カラダの健康トピックス

医療
2014/07/18

No.61
アレルギー反応を起こすたんぱく質を解明

ヒスタミン制御タンパク質の特定は世界初

九州大学生体防御医学研究所の福井宣規教授らの研究グループは、アレルギー反応を引き起こす化学物質の放出を制御するタンパク質を世界で初めて突き止めることに成功。2014年6月9日付け米科学雑誌「Journal of Experimental Medicine」(電子版)に成果が掲載されました。
花粉症、ぜんそく、アトピー性皮膚炎などのアレルギー反応は、白血球の一種であるマスト細胞が、体内に入ってきた花粉などの異物に反応して抗原抗体反応が暴走。ヒスタミンなどの物質を細胞から放出する反応(脱顆粒反応)を起こして、くしゃみ、鼻づまり、咳、かゆみなどの症状を引き起こします。しかし、これまでマスト細胞がアレルギー反応を引き起こすことは知られていましたが、マスト細胞内の詳細なメカニズムは未解明でした。

発症そのものを防ぐ夢の新薬開発に光明

研究グループはマスト細胞内で物質を運ぶ器官(微小管)を制御している「DOCK5」と呼ばれるタンパク質を特定。
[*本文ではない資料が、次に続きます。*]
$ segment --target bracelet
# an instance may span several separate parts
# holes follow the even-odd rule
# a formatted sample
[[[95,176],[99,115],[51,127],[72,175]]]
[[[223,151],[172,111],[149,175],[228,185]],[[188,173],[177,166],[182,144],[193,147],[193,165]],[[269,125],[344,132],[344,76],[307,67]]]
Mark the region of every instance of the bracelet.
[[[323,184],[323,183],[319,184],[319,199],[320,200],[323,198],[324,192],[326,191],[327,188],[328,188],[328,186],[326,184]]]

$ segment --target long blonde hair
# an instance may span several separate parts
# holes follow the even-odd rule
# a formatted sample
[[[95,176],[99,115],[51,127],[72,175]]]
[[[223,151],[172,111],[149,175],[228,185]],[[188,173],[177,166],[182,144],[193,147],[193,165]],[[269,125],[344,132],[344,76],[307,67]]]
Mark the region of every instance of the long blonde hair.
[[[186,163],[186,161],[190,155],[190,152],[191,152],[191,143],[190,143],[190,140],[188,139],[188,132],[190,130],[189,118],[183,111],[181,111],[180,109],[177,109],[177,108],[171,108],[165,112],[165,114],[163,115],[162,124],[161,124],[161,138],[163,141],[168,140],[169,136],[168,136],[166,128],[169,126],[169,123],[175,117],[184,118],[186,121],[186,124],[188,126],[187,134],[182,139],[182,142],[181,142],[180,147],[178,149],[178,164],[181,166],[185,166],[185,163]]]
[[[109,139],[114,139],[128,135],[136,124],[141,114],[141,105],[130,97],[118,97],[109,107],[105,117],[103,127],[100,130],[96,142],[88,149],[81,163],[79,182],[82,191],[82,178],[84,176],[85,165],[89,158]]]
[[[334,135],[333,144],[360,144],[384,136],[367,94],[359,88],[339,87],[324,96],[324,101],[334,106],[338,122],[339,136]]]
DOCK5をなくしたマウスを使った実験で、アレルギー反応の過程で微小管の働きが抑えられ、マスト細胞がヒスタミンを放出できなくなることを突き止めました。
現在アレルギー治療にはヒスタミンの働きを抑える抗ヒスタミン剤を使った対症療法が主流ですが、その効果は限定的で根本的な治療法はいまだにないのが現状です。そのため、アレルギー反応を引き起こすマスト細胞内のメカニズムを明らかにすることで、アレルギーを根治する薬剤の開発が待ち望まれていました。
そんな中、今回の研究でマスト細胞内の特定のタンパク質がアレルギー反応を引き起こすヒスタミンの放出に関わっていることが明らかになったことで、このタンパク質の働きを抑えてアレルギー反応を根元から断つことのできる新薬の開発につながるものと期待されています。